Irish nationalist and brewer (1752–1826)

John Sweetman (1752 – 1826) was an Irish republican, a delegate to the 1792 Catholic Convention and a member of the Leinster directory of the United Irishman.

==Life==
Sweetman was born of Catholic parents in Raheny, then a village north of Dublin, in 1752; the family had for more than a century operated an extensive brewery in the city. Sweetman succeeded to the ownership of the brewery on the death of his father.

He identified with the movement for the removal of the civil and religious disabilities of the Catholics coordinated from Dublin by the Catholic Committee. in 1791, he supported the vigorous policy initiated by John Keogh that led to the secession from the Committee of most of the Catholic gentry Sweetman was a delegate to the national Catholic Convention which assembled in Dublin on 3 December 1792, the proceedings of which led to the partial Catholic Relief Act of 1793. In the same year a secret committee of the Irish House of Lords accused certain "ill-disposed members" of the Catholic Church of contributing money in support of the "Defenders," a secret agrarian society. They founded this assertion upon the discovery of a letter by Sweetman, enclosing money to defend a peasant accused of "Defenderism." Sweetman immediately published A Refutation, in which he denied the accusation, and stated that he had offered assistance because he believed the man to be innocent. He described himself as "Secretary to the sub-committee of the Catholics of Ireland."

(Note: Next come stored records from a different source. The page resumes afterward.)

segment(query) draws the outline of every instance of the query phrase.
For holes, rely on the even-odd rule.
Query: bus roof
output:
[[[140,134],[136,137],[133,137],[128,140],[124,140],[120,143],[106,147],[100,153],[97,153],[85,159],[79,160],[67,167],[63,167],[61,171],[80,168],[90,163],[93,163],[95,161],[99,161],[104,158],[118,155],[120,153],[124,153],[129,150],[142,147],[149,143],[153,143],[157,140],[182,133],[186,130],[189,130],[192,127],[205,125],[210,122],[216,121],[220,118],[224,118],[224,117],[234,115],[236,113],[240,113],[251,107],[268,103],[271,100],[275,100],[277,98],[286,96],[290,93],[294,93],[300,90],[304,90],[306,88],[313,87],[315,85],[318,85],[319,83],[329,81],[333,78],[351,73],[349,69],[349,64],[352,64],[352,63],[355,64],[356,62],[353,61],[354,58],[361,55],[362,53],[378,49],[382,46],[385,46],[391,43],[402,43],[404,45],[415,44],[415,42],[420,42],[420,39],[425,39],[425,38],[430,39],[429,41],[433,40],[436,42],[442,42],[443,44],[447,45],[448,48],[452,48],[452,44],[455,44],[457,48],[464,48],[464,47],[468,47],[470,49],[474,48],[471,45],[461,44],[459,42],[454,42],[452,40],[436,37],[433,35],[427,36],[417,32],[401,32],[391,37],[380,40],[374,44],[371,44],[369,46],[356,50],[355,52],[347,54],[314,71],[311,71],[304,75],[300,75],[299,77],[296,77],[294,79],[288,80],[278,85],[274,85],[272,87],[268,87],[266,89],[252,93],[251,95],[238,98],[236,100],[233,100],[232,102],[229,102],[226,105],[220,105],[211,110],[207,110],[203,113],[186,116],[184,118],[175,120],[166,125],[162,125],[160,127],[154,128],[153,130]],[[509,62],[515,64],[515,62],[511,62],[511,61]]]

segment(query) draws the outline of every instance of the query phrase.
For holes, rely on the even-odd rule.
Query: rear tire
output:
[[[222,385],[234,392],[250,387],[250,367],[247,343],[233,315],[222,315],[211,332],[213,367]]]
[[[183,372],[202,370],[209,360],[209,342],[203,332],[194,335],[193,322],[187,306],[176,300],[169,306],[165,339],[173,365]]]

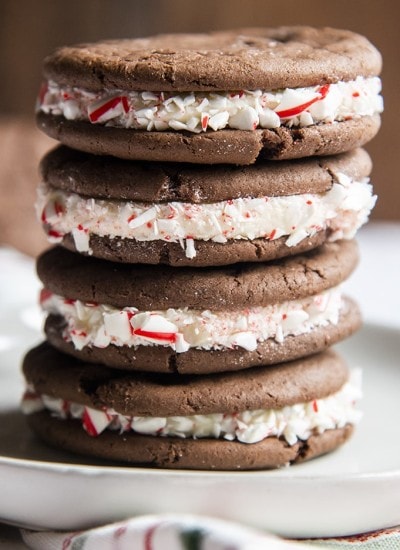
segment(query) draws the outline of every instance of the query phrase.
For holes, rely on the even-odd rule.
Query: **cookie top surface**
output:
[[[43,343],[27,354],[23,368],[38,393],[139,416],[281,408],[331,395],[348,379],[346,365],[333,351],[279,367],[199,377],[128,375],[80,362]]]
[[[143,202],[208,203],[240,197],[322,193],[341,172],[368,176],[371,159],[363,149],[334,157],[259,162],[246,167],[130,162],[57,147],[42,160],[45,183],[93,198]]]
[[[44,286],[66,298],[139,309],[225,309],[310,296],[338,285],[357,264],[355,241],[338,241],[267,264],[173,268],[115,264],[61,247],[38,258]]]
[[[164,34],[62,47],[46,58],[59,84],[152,91],[312,86],[377,75],[381,56],[363,36],[311,27]]]

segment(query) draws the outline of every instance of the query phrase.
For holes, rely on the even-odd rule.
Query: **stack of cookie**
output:
[[[279,467],[333,450],[359,377],[341,283],[375,197],[381,59],[305,27],[84,44],[45,61],[33,430],[166,468]]]

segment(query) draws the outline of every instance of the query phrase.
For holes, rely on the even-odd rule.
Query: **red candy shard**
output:
[[[321,86],[321,88],[318,90],[319,97],[315,97],[314,99],[311,99],[306,103],[302,103],[301,105],[297,105],[296,107],[292,107],[291,109],[285,109],[283,111],[275,111],[276,114],[280,118],[291,118],[299,115],[300,113],[305,111],[305,109],[307,109],[308,107],[311,107],[311,105],[313,105],[317,101],[321,101],[322,99],[324,99],[329,91],[329,86],[330,86],[329,84],[326,84],[325,86]]]
[[[201,128],[205,131],[207,130],[207,125],[208,125],[208,120],[209,120],[209,116],[208,115],[203,115],[201,117]]]
[[[124,109],[125,113],[127,113],[129,111],[128,98],[126,96],[112,97],[111,99],[103,103],[103,105],[98,107],[95,111],[89,114],[90,122],[97,122],[101,116],[107,113],[107,111],[114,109],[120,103],[122,104],[122,108]]]
[[[43,105],[44,98],[46,97],[48,89],[49,89],[48,83],[42,82],[39,90],[39,96],[38,96],[39,105]]]
[[[34,391],[30,391],[30,390],[26,390],[24,392],[24,395],[22,396],[22,400],[25,401],[25,400],[34,400],[34,399],[39,399],[39,394],[34,392]]]
[[[54,203],[54,210],[56,211],[57,216],[61,216],[61,214],[64,214],[64,208],[58,202]]]
[[[88,413],[88,410],[86,407],[85,407],[85,410],[83,411],[82,423],[88,435],[92,437],[96,437],[97,435],[99,435],[92,422],[92,419],[90,418],[90,414]]]
[[[129,103],[128,103],[128,98],[125,95],[122,96],[121,103],[125,113],[127,113],[129,111]]]
[[[143,336],[144,338],[154,338],[154,340],[162,340],[163,342],[176,342],[175,332],[153,332],[151,330],[142,330],[141,328],[134,329],[133,333],[136,336]]]
[[[47,235],[49,237],[54,237],[55,239],[62,239],[63,238],[63,234],[60,233],[59,231],[56,231],[55,229],[49,229],[47,231]]]
[[[47,288],[42,288],[39,295],[39,304],[43,304],[46,300],[49,300],[53,296],[51,290]]]

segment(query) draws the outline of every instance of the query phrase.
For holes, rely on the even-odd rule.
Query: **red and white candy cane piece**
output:
[[[150,315],[150,322],[149,319],[147,319],[147,322],[145,321],[142,326],[137,325],[136,328],[134,326],[136,324],[135,321],[132,322],[135,317],[135,313],[127,311],[126,315],[128,317],[132,336],[141,336],[142,338],[146,338],[156,344],[174,344],[177,353],[185,352],[190,348],[190,345],[184,339],[183,334],[177,332],[178,329],[175,325],[166,319],[162,319],[159,315]]]
[[[128,225],[130,229],[136,229],[137,227],[140,227],[141,225],[144,225],[147,222],[153,221],[157,216],[157,210],[154,206],[151,208],[148,208],[142,214],[139,216],[135,216],[132,214],[128,218]]]
[[[105,411],[85,407],[82,424],[88,435],[96,437],[101,434],[112,422],[112,416]]]
[[[90,236],[89,229],[83,227],[82,224],[79,224],[72,230],[72,237],[74,239],[75,247],[78,252],[89,252],[90,251]]]
[[[49,224],[44,226],[44,230],[48,237],[48,241],[51,243],[60,243],[64,237],[64,233],[53,229]]]
[[[39,90],[38,99],[37,99],[38,104],[40,106],[42,106],[43,103],[45,102],[46,94],[47,94],[48,91],[49,91],[49,83],[47,81],[42,82],[42,84],[40,86],[40,90]]]
[[[40,219],[42,223],[48,224],[62,216],[63,213],[64,208],[62,204],[55,200],[49,200],[42,210]]]
[[[280,118],[295,117],[295,116],[299,115],[300,113],[302,113],[303,111],[305,111],[306,109],[308,109],[308,107],[311,107],[311,105],[313,105],[317,101],[321,101],[322,99],[324,99],[326,97],[327,93],[329,92],[329,87],[330,87],[329,84],[326,84],[325,86],[321,86],[320,89],[318,90],[319,96],[314,97],[313,99],[311,99],[310,101],[307,101],[306,103],[302,103],[301,105],[296,105],[296,107],[292,107],[290,109],[284,109],[282,111],[275,111],[275,113]]]
[[[210,119],[210,117],[206,113],[203,113],[201,115],[201,128],[204,132],[207,130],[209,119]]]
[[[52,242],[60,242],[64,236],[63,233],[57,231],[52,226],[52,223],[56,222],[63,213],[64,208],[62,204],[60,204],[56,200],[49,200],[49,202],[42,210],[40,219],[43,224],[43,229],[45,230],[47,236],[50,237]]]
[[[22,398],[21,408],[24,414],[39,412],[44,408],[42,398],[34,390],[27,388]]]
[[[170,344],[175,343],[176,332],[155,332],[152,330],[142,330],[140,328],[134,329],[136,336],[142,336],[142,338],[150,338],[151,340],[160,340],[161,342],[168,342]]]
[[[88,107],[90,122],[106,122],[129,111],[129,102],[126,96],[115,96],[96,101]]]
[[[130,317],[131,332],[155,343],[175,344],[178,328],[156,313],[139,314]]]
[[[232,345],[254,351],[257,349],[257,338],[251,332],[237,332],[232,336]]]
[[[51,290],[48,290],[47,288],[42,288],[39,294],[39,304],[42,305],[44,302],[47,302],[47,300],[50,300],[50,298],[53,296],[53,293]]]
[[[230,117],[229,126],[237,130],[255,130],[260,123],[258,113],[247,105]]]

Sweetman was an active United Irishman. He was a member of the Leinster directory of the revolutionary organisation, and some of the most important meetings of its executive committee took place at his brewery in Francis Street, Dublin. Shortly before the Irish Rebellion he was arrested with other leaders of the movement on 12 March 1798. After the suppression of the disordered insurrection in the summer of 1798, they entered into a compact with the government, by which, in consideration of a promise of the suspension of the executions of United Irishmen, they made full disclosure of their objects and plans, without implicating individuals, before committees of the Lords and Commons. Sweetman was one of the group sent to Fort George in Scotland early in 1799. In June 1802 they were deported to Holland and set at liberty. Sweetman was one of the few Catholics of position who belonged to the organisation of United Irishmen as a revolutionary conspiracy. Of the twenty leaders consigned to Fort George, ten were Episcopalians, six were Presbyterians, and only four (including Sweetman) were Catholics. Wolfe Tone wrote in his pocket-book on the day after he had been sentenced to death: Te nunc habet ista secundem ("This now has thee [Sweetman] as my successor"). These lines are from Virgil's Eclogues, and the pocketbook was delivered to Sweetman by Tone's father.

After eighteen years of exile, Sweetman was permitted to return to Ireland in 1820. He died in May 1826, and was buried at Swords, County Dublin.

==Personal life==
Sweetman married, in 1784, Mary Atkinson, the daughter of another Dublin brewer.